The predictive performance of several clinical and ultrasound variables for endometrial malignancy was evaluated using ROC analysis: ( Figure 2) ( Table 6).
▪ Endometrial thickness demonstrated the highest discriminative ability, with an AUC of 0.842 (p < 0.001). A thickness >9 mm was identified as the optimal threshold, yielding a sensitivity of 69%, specificity of 87%, a positive predictive value of 26.5%, and a negative predictive value of 97.7%. This indicates that increased endometrial thickness is a strong predictor of malignancy, particularly useful for ruling out disease when the measurement is below the threshold.
▪ Gravidity showed a moderate predictive value with an AUC of 0.690 (p = 0.022). A gravidity of ≤1 was associated with high specificity (96%) but low sensitivity (23%), suggesting that low gravidity may indicate increased risk of malignancy, though many cases could be missed if this criterion is used alone.
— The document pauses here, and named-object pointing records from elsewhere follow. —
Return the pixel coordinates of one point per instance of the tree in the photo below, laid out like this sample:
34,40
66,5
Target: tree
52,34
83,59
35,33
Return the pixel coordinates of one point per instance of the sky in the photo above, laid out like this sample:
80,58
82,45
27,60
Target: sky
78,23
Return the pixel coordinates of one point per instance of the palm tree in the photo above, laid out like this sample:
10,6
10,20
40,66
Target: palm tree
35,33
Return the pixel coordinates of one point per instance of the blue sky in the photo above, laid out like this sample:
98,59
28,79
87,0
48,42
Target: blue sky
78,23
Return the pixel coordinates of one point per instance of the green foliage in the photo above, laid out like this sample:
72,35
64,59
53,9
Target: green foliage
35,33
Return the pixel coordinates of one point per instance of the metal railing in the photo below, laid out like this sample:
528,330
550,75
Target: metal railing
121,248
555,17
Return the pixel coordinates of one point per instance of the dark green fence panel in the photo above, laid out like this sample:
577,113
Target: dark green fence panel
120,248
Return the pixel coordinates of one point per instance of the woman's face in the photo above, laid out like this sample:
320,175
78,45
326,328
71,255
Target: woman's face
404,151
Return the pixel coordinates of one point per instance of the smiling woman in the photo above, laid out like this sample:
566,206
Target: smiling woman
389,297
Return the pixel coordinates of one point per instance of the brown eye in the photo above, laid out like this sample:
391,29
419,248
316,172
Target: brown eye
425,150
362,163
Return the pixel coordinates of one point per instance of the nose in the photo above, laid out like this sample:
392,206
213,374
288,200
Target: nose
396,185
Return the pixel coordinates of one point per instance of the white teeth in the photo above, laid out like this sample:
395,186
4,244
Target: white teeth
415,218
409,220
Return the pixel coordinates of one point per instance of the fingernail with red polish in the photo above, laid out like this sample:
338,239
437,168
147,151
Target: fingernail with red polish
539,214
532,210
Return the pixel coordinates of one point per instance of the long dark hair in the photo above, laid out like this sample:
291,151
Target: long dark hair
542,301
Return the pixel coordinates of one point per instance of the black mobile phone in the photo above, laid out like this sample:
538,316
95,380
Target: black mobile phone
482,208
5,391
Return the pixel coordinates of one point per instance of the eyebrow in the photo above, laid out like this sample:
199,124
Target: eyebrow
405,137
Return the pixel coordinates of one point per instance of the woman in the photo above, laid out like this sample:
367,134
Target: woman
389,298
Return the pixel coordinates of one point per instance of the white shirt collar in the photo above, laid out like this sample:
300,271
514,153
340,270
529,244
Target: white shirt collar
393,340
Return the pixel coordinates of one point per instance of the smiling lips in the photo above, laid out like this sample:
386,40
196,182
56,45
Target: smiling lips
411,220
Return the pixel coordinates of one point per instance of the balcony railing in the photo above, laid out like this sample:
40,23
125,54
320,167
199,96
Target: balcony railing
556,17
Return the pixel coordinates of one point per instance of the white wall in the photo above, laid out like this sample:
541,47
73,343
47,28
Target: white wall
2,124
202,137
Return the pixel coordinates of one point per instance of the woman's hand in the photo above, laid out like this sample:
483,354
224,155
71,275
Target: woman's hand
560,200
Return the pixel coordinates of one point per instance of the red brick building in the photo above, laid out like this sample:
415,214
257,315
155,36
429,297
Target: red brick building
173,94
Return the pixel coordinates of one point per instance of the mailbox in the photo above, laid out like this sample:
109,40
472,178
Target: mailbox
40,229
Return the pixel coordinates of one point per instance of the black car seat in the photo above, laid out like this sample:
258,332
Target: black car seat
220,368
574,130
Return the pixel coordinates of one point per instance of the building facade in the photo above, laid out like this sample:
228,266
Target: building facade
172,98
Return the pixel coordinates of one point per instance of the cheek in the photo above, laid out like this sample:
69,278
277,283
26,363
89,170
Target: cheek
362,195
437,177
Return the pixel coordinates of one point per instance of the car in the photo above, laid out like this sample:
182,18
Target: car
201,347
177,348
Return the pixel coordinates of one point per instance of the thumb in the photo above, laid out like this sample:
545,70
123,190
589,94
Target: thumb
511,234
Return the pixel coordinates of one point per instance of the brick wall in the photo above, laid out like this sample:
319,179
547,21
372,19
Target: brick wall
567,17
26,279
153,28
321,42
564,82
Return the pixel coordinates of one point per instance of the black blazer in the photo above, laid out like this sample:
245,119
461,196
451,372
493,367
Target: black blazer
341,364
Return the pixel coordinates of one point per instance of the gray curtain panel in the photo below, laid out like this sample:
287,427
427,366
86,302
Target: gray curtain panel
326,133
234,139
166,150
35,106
▪ The number of hemorrhage episodes had limited predictive value, with an AUC of 0.576 (p = 0.360). Using ≤2 episodes as a threshold, the sensitivity was 62% and specificity 69%, indicating that this variable alone is a weak predictor of malignancy.

| Variable | AUC | p-value | 95% CI | Criterion | Sensitivity (%) | Specificity (%) | PPV* (%) | NPV** (%) |
|---|---|---|---|---|---|---|---|---|
| Gravidity | 0.690 | 0.022 | 0.542–0.838 | ≤1 | 23.08 | 96.43 | 30 | 95 |
| Number of hemorrhage episodes | 0.576 | 0.360 | 0.398–0.754 | ≤2 | 61.54 | 68.88 | 11.6 | 96.4 |
| Endometrial thickness | 0.842 | <0.001 | 0.715–0.968 | >9 | 69.23 | 87.11 | 26.5 | 97.7 |
Overall, endometrial thickness is the most significant individual predictor of malignancy, while low gravidity adds specificity but is limited by poor sensitivity. The number of hemorrhage episodes does not reliably predict malignancy.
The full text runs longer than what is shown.